Multiannual financial framework, budgets and elections: is there room for convergence?

Current status of EU politics barely hides that convergence seems more and more dramatic, as the elections next May are rapidly approaching amidst uncertainty, Brexit and national populisms. Despite the signal Emmanuel Macron attempted to send recently by addressing the German Bundestag – the first French president to do so in 18 years – in favour of unity against chaos, there is little doubt that the moment is of euro-tension, somewhat of pre-storm. Italy is (literally) stepping on the European Commission’s budgetary recommendations; Brexit withdrawal agreement conclusion is an incognita on the British side (there is also the preliminary reference on its revocability under appreciation in CJEU); Steve Bannon is trying to fund extremist right-wing candidates for the European Parliament election; Poland is disguising its real commitment to implement CJEU interim measures; new migration rules are not settled, etc.

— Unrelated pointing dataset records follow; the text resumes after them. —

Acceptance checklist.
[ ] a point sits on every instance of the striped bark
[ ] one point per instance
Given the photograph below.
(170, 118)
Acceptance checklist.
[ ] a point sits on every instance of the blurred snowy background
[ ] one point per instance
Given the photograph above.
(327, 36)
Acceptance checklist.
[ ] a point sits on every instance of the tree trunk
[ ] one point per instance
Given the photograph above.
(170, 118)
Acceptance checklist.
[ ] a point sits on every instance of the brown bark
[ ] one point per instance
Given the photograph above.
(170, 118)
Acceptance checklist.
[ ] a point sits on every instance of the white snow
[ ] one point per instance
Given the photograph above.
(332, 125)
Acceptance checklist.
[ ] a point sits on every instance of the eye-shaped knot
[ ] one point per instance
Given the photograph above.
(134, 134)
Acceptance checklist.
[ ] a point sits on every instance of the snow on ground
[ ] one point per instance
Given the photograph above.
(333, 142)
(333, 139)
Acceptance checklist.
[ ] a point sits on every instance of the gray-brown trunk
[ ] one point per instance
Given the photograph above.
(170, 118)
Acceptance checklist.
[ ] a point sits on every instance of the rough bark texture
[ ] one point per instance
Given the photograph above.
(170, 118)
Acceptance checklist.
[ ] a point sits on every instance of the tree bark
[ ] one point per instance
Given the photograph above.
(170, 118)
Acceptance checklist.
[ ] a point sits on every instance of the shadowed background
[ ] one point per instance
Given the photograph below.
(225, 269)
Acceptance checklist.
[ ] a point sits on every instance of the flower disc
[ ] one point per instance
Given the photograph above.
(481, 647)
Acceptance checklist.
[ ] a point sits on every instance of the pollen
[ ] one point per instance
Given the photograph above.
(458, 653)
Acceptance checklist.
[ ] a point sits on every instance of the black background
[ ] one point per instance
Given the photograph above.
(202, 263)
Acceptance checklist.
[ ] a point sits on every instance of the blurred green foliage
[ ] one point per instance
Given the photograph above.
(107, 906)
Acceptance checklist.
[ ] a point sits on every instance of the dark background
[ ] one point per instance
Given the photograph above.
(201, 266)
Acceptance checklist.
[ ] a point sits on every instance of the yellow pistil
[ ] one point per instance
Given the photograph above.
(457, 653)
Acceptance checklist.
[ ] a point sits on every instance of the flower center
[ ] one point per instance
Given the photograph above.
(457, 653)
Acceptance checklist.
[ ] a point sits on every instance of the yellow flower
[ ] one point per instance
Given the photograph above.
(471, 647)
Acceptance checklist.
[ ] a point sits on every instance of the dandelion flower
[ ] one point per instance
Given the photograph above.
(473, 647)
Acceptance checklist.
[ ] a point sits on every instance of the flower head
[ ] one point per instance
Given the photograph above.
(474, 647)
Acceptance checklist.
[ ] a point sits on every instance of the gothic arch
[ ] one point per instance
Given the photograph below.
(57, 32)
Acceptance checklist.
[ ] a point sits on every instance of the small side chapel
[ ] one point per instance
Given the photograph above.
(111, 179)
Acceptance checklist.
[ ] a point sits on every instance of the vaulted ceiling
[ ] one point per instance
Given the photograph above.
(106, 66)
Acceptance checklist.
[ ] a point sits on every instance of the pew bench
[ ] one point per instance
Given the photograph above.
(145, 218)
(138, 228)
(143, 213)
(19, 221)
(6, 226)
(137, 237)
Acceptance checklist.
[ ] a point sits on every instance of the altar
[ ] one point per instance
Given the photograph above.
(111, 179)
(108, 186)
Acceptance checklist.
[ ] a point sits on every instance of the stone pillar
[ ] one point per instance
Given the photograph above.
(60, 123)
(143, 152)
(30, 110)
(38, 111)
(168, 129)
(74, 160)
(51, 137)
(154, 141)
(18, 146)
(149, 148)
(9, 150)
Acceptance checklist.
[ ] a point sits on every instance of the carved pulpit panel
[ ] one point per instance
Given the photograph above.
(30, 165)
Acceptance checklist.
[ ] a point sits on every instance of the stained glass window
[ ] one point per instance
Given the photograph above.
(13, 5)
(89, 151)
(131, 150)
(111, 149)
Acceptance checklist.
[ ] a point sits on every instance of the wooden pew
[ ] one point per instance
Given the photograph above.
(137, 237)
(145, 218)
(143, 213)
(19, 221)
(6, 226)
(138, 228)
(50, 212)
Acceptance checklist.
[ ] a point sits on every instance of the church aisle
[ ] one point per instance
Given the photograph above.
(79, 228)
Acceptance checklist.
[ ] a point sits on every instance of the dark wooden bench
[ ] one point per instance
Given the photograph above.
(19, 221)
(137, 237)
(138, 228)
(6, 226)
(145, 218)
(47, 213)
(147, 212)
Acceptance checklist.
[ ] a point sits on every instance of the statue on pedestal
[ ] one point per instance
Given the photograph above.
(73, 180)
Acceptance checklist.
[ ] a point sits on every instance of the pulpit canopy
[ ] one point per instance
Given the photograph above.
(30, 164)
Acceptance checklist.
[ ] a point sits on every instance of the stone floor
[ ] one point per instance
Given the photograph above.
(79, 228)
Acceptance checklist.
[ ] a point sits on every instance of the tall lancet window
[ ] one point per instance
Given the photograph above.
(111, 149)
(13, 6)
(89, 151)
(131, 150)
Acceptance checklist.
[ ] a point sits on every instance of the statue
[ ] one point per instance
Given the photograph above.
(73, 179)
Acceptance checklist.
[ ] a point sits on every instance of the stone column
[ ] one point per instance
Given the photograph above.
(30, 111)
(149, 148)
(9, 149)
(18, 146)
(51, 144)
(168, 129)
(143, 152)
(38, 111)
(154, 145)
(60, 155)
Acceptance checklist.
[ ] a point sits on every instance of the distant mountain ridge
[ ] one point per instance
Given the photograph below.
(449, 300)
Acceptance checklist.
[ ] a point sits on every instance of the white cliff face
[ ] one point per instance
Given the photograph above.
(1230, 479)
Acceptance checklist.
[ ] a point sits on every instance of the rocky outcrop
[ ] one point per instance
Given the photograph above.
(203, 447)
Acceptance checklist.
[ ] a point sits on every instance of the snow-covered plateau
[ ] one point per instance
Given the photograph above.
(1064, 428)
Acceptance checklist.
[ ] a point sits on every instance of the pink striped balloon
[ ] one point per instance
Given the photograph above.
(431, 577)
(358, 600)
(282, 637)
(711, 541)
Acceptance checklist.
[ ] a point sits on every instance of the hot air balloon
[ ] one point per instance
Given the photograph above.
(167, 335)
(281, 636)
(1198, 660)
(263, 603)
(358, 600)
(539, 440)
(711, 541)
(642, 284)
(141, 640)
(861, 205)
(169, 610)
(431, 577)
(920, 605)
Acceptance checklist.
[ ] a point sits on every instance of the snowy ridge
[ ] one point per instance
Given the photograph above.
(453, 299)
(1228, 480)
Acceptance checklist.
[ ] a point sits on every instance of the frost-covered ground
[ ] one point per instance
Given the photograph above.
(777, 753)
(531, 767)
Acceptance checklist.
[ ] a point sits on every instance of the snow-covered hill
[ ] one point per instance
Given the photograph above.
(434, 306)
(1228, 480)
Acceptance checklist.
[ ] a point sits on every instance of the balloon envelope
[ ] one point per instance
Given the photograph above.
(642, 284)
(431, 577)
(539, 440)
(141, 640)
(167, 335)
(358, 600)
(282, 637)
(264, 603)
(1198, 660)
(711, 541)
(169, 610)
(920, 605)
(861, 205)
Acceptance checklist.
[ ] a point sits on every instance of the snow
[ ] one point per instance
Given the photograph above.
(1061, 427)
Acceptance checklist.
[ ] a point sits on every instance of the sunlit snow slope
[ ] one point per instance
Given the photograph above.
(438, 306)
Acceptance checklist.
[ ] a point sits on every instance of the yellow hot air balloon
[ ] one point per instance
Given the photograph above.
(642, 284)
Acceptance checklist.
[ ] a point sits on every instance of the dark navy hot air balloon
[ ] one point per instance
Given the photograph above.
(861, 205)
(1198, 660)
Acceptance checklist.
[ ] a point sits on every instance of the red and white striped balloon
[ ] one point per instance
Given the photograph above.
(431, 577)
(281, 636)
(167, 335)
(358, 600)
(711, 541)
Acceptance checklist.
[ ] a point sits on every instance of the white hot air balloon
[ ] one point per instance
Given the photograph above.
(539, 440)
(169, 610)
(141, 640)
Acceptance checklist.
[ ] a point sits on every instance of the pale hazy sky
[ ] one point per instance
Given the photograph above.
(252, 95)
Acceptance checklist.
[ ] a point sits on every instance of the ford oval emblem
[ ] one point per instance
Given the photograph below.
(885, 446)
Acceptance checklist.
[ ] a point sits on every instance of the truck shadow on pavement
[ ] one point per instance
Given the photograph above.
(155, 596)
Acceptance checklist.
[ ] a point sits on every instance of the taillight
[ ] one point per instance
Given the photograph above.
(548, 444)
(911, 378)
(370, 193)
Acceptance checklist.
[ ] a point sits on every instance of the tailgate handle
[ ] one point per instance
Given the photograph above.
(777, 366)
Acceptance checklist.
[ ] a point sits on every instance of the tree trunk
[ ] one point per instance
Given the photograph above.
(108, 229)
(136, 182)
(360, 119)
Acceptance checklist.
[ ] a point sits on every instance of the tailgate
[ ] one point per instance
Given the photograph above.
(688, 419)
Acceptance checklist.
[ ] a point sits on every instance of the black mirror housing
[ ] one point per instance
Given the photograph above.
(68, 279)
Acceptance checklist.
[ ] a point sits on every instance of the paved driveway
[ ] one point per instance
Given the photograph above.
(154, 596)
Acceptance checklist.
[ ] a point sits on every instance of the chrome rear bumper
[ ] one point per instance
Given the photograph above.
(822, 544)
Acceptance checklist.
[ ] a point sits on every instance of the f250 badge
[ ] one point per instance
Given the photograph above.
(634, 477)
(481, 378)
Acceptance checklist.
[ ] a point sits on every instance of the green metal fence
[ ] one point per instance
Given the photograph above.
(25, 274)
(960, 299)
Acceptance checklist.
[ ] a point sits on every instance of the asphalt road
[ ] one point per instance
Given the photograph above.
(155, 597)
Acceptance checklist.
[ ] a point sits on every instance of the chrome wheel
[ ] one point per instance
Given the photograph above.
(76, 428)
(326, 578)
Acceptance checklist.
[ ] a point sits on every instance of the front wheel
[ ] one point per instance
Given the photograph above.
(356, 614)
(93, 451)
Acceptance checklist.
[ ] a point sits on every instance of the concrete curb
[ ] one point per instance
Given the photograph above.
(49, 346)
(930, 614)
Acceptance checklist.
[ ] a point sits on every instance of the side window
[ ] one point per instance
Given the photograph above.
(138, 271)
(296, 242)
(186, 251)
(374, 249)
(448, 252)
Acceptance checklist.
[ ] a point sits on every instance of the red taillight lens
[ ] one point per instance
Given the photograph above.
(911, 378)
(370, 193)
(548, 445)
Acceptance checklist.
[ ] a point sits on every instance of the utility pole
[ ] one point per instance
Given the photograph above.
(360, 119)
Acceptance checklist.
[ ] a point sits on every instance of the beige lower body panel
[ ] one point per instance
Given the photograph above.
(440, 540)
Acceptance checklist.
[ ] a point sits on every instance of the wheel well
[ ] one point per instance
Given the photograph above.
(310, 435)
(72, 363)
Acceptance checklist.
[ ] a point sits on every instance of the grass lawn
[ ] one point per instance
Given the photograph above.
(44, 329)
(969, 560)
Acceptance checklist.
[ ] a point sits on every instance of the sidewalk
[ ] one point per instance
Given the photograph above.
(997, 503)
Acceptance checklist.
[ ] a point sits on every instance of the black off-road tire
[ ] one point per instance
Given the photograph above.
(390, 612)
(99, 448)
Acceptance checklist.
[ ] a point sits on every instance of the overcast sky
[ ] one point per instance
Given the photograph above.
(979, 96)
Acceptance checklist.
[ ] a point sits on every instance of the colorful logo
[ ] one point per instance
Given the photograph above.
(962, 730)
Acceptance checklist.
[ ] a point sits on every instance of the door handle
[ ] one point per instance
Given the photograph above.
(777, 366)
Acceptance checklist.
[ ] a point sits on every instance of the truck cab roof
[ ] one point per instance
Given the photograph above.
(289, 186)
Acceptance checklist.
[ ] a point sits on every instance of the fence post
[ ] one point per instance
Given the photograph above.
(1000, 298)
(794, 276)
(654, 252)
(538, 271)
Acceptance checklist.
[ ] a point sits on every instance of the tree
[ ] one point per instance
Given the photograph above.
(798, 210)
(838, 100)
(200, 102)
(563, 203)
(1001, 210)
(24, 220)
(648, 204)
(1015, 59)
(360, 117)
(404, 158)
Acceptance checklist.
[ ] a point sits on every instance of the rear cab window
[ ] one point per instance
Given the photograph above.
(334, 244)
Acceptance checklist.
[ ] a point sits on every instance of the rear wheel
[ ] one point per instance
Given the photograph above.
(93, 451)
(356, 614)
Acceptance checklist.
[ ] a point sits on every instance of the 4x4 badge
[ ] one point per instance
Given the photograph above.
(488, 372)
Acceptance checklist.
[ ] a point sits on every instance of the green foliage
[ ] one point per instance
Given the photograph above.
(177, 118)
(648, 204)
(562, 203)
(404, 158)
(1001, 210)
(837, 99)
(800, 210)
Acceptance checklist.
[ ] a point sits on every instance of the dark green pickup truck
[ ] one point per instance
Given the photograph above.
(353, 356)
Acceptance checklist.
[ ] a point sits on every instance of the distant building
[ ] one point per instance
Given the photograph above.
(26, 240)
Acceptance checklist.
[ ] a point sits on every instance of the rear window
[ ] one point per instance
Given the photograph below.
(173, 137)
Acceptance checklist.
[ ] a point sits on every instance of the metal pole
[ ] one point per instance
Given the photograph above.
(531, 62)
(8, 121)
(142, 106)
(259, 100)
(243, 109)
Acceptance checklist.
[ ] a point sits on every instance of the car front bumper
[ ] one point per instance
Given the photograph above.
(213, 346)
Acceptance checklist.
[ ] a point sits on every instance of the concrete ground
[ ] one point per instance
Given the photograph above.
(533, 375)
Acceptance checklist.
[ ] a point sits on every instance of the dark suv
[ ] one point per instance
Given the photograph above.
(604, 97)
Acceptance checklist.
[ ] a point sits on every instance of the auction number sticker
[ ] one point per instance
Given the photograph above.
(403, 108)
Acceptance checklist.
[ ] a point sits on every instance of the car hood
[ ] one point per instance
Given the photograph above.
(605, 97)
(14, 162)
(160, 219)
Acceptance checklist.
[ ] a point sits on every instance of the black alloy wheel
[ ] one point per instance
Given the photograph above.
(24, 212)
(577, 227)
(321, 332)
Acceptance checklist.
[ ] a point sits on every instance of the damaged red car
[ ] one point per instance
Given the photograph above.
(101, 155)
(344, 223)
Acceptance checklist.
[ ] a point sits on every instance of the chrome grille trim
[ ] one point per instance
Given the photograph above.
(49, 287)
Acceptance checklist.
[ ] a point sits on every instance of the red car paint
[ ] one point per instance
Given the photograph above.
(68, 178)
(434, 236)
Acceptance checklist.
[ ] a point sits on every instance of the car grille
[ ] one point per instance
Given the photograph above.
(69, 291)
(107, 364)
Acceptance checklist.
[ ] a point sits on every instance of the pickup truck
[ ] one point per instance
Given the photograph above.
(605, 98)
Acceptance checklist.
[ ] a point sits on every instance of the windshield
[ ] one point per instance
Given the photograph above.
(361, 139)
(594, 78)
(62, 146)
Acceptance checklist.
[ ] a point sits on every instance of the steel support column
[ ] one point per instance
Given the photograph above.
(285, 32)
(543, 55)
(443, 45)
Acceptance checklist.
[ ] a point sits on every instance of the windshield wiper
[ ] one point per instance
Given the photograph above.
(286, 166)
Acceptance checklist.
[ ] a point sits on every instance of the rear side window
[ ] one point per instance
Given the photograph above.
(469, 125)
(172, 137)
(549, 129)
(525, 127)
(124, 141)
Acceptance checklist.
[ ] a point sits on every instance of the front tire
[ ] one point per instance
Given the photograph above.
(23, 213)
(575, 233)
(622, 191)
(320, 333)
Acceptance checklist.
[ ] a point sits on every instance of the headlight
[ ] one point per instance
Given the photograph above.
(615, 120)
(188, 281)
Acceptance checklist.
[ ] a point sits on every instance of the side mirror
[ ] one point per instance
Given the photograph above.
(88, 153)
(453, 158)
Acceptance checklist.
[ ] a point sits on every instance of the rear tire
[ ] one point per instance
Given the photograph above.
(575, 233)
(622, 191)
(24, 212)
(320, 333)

On top of that, there is an ongoing negotiation for the next multiannual financial framework (MFF) and in parallel proposals for a Eurozone specific budget as of 2021 – which was the underlying pretext for Macron’s speech at the Bundestag. The original idea of the French president was to equip the Eurozone with a separate budget to assist Member States experiencing instabilities in their economies. In other words, it would serve as a sort of debt mutualisation guarantee in critical times. This was only insidiously mentioned in the Meseberg Declaration, but it was mentioned nevertheless. The motivation for this tool was to provide an enhancement of the general balance between European economies so that the different levels of development in the EMU could be compensated for the benefit of Euro (stabilisation, prices) and trade flow in the internal market.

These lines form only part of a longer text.